The notion that the angular size of an object in the sky depends on your velocity is not one that is often raised in traveling twin discussions, but it is one I have found useful, so I thought it worth while to explore a bit further.

You can use the Lorenz transformations as shown in the previous post to show that the light you see from a distant remote object is actually emitted at distances that depend on your velocity, according to the factor

$$\sqrt{\frac{1-v}{1+v}}$$​

where v is your velocity away from the object. Hence you should expect the apparent size in the sky to vary by this factor as well, though inversely. (I am using units where c=1 throughout.)

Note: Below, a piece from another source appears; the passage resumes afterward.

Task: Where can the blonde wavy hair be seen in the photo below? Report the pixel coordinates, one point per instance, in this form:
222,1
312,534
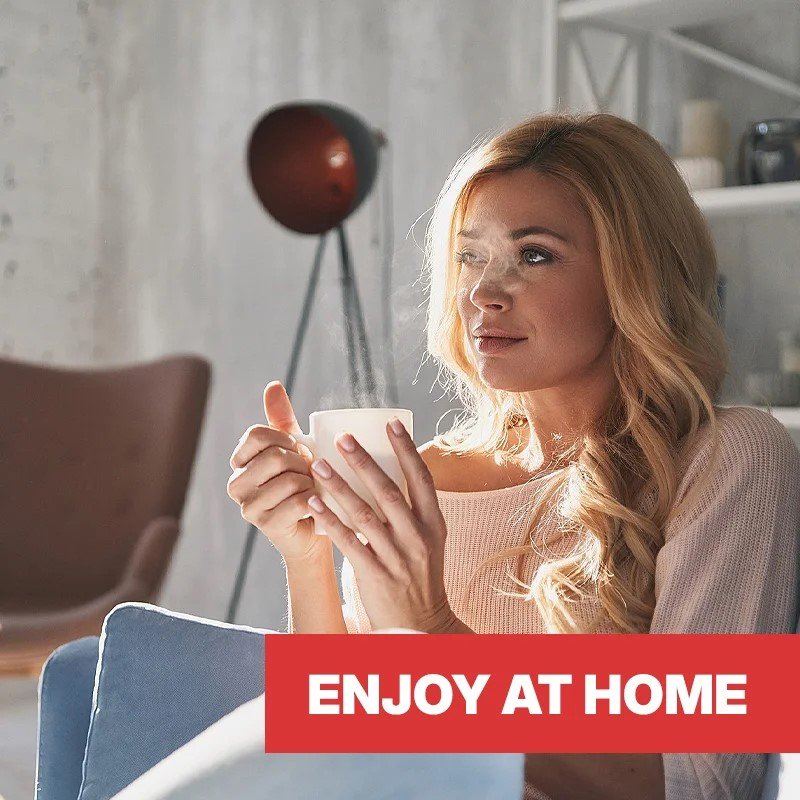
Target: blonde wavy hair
616,486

You can also get the same result by reasoning from the point of view of an observer stationary with respect to a distant object, and thinking about the size of the image obtained within a pinhole camera.

Suppose you have a pinhole camera of length d. It will project an image of a certain size at the back of the camera, which is proportional to the length of your camera, and to the size of the object, and inversely proportional to the distance to the object.

Now take your camera, and move it rapidly towards, or away, from your light source. The image in the camera changes size. Here's a diagram of how it works:

At the top is a simple pin hole camera, length d. The distance to an object is inversely proportional to the size of its image. The images were constructed assuming velocity of 0.6 light speed, in which case the gamma factor is 1.25, and the Doppler scale factor is 2. The image on moving towards the object is half size; and on moving away it is double size.

Suppose you move the camera rapidly away from the object. The camera is Lorenz contracted to be length d/γ. If the light moves a distance D inside the camera, then the back of the camera has moved a distance Dv away from the pinhole over the same time. Hence the total distance moved by the light from entering the pinhole until it hits the back of the camera is

$$\begin{equation*}\begin{split} D &=d/\gamma + Dv \\ D &= \frac{d}{\gamma(1-v)} \\ &= d\frac{\sqrt{1-v^2}}{1-v} \\ &= d\sqrt{\frac{1+v}{1-v}} \end{split}\end{equation*}$$​

Moving towards the source is the same, except that v is negative.

Since special relativity is self consistent, we obtain the same answer as was given just by working in the frame where the camera is at rest and the source is moving, in which case the size of the image is given by the distance to the object, which is obtained from Lorenz transformations.

Cheers -- sylas

 

[Kokone]

Hm. It's all getting a bit complex for me, having zero physics background yet and barely even remembering trigonometry at the moment. And then I get obsessed with perceived paradoxes and misunderstood concepts that are difficult to resolve when I don't have the necessary foundations and it drives me crazy and makes me want to avoid physics at all cost. So for the sake of my sanity, I am going to try to put relativity out of my mind until I have real physics classes in Newtonian and basic stuff. :)

Thank you for all your help! You made several things make a lot more sense. You are awesome for putting this much time. Thank you.